Il padre: "Mi vergogno di essere italiano"

Mio fratello per un furto ha preso 4 anni. È lo sfogo di chi riunitosi fuori palazzo di giustizia ha appena saputo che il pm ha chiesto 3 anni e 4 mesi per Giovanni macchiarolo il carabiniere che quella notte tra il 4 e il 5 settembre al rione traino ha ucciso il 17 enne davide bifolco per non essersi fermato ad un posto di blocco mentre viaggiava a tre su uno scooter senza casco. È il giorno del processo ma anche della sentenza perché l’imputato ha chiesto rito abbreviato . Il massimo della pena per omicidio colposo per imperizia ( questo il capo di imputazione) sono 5 anni.

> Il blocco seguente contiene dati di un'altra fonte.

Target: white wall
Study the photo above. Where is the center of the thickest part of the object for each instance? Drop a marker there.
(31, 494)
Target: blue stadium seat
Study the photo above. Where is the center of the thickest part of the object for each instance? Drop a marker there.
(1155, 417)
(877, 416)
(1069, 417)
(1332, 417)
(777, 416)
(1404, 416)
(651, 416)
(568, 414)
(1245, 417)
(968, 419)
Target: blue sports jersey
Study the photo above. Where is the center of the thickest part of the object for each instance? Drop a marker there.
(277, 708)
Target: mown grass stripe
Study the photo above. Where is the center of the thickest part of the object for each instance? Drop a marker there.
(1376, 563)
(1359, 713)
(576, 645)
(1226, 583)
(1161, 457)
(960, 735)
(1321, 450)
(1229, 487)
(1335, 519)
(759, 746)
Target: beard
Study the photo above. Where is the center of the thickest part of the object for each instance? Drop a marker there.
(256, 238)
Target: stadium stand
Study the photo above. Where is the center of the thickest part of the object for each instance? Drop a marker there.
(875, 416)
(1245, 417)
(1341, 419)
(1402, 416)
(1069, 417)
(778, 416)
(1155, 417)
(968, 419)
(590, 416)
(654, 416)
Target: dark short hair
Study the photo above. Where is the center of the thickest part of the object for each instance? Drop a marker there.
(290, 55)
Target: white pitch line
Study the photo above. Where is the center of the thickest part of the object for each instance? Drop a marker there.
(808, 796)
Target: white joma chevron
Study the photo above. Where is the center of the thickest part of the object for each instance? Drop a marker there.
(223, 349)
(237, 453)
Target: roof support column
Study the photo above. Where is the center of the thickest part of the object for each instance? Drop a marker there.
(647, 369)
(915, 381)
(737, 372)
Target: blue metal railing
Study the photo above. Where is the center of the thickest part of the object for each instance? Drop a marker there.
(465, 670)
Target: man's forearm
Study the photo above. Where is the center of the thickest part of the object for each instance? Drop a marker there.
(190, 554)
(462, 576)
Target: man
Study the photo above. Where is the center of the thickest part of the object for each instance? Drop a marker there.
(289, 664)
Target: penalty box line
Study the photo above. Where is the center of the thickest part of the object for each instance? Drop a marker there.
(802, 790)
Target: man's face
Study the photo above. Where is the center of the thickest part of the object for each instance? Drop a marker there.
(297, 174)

Non è un caso che il carabiniere abbia chiesto di essere processato per direttissima. Ma in aula in cui è stato vietato l’accesso ai giornalisti è esplosa la rabbia culminata in una colluttazione tra i parenti di Davide e i carabinieri presenti .la stessa rabbia che ha portato agli attivisti dei centri sociali e gli amici di Davide in un presidio in piazza cenni a gridare ” assassini” . Non sono mancate tensioni tra gli agenti in tenuta antisommossa e i manifestanti. Il padre di Davide, Giovanni smentisce quanto riportato dagli organi di stampa riguardo a sue presunte minacce di morte nei confronti di alcuni carabinieri: “Non ho minacciato nessuno, ma la rabbia mi è esplosa perché mi vergogno di essere italiano”.